Tu fais des sirènes, les véhicules de police organisent les naufrages. Tu sais il est à un mètre de toi, tu n'as pas besoin de crier, tu peux parler plus lentement. Mon associée peut utiliser du feu, de l'électricité, elle habite dans un château avec des champignons. Pourquoi ne pas parler ? Les politiciens peuvent baver pour l'éternité entre eux, ça fera une mer de bave, des requins et des lions de mer s'y développeront et alors tout ça leur pétera au visage. Je vous écoute et je répète, encore et encore.

 

Tout est à terre déjà, les murs deviennent petit à petit transparents, ça va durer un temps indéterminé. La campagne a commencé au travail, j'ai la tête qui se serre de plus en plus étroitement. C'est la terre qui soi-disant ne ment pas qui commencent à déferler en vagues. On nous badigeonne d'engrais puant. Mais il y a de drôles de personnages charmants dans le tramway.

 

Il faut faire avec ce qu'on a sous la main en ce moment, le chauffage est revenu, l'ordinateur a l'air de remarcher, mon voisin a les pieds sur la table. Je passe une journée à prendre les injonctions de face, c'est assez mauvais pour ce qui j'imagine être ma proue, le devant de la coque tape. Je me demande à quoi bon parler, ce qu'on a l'air de s'échanger ne sort pas assez fort et le spray de peinture se disperse dans l'air. À beaucoup le silence est profitable. Parlez un peu pour voir ; dites-nous quelque chose.
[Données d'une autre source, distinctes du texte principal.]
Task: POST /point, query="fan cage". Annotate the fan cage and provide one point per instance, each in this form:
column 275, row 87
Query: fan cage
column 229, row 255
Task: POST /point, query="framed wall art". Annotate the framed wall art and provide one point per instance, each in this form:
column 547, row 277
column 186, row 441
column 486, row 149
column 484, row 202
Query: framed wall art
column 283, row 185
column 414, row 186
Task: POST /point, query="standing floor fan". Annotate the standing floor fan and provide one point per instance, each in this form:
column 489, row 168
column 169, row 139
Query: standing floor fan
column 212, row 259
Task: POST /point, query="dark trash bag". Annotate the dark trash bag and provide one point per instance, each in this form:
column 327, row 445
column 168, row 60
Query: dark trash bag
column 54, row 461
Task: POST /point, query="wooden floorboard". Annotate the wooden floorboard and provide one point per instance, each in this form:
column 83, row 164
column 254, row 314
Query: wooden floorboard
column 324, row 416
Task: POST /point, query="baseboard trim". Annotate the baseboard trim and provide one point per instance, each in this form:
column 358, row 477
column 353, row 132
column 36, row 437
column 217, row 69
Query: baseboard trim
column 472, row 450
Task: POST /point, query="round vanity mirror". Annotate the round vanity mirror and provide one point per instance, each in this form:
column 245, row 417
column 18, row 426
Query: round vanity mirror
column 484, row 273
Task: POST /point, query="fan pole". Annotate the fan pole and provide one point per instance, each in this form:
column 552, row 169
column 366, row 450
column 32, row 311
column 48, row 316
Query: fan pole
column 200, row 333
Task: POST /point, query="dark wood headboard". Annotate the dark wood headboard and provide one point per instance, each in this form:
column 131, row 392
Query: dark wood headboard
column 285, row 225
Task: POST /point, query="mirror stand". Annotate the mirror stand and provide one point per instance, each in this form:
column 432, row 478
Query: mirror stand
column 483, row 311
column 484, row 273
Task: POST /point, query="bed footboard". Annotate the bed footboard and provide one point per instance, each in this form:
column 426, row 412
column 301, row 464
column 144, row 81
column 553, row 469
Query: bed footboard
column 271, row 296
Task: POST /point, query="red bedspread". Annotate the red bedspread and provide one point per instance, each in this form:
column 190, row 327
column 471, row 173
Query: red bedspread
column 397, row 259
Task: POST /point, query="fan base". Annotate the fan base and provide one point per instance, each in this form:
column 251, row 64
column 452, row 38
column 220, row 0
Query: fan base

C'est encore Paul-Louis Courier qui parle, et puis Michael Prophet lui répond dans ma tête :

Écoute ce que je te dis.
Les gens abusent, ils ne savent pas comment choisir.

 

Mais plus on est de fous plus on rit. Les bonnes discussions existent, il y en aura plus à l'avenir, tous les problèmes vont finir par sécher. Pas la peine d'essayer de tenir bon si je sens que je me fais poncer par la logique dans l'espace fermé. Le diamant dans la tête ne suffit pas toujours : car là où la lumière n'arrive pas, diffracter ne sert à rien. Là, il faut un piège à rats dans la tête, une boite avec un trou pour laisser passer les ordres et les contre-ordres et leur donner juste de quoi se désintégrer un peu plus tard, un peu plus loin.